Abstract

The financial report is a report that presents data about the company's finances in a certain period. The importance of a financial report will be a trigger for company management to take various ways so that the company's financial statements always look good. This study uses agency theory, which is a theory that explains the relationship between shareholders (principals) and management (agents), where the agent is tasked with carrying out every order from the principal to improve company performance so that it can put pressure on agents to commit financial statement fraud. The sample of this research is infrastructure, utility, and transportation companies listed on the IDX during the 2018-2020 period, totaling 45 companies so as to obtain 135 research samples.
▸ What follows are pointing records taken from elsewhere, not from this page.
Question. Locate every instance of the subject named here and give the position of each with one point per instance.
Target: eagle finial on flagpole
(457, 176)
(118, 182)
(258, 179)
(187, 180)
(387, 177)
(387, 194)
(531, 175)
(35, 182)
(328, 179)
This research was conducted with non-probability sampling technique and purposive sampling method. The tests in this research are pooling test and logistic regression analysis test. This study states that the variables of financial stability, nature of industry, and the ratio of total accruals have a positive and significant effect on the possibility of fraudulent financial reporting. The financial target variable has a negative and significant effect on the possibility of fraudulent financial reporting. Meanwhile, external pressure, ineffective monitoring, change in auditor, CEO's education, frequent number of CEO's pictures, and state-owned enterprises variables have no significant effect on the possibility of fraudulent financial reporting. Suggestions for further researchers are to add other independent variables such as personal financial needs, CEO duality, change in directors, and political connection as variables that can trigger financial statement fraud.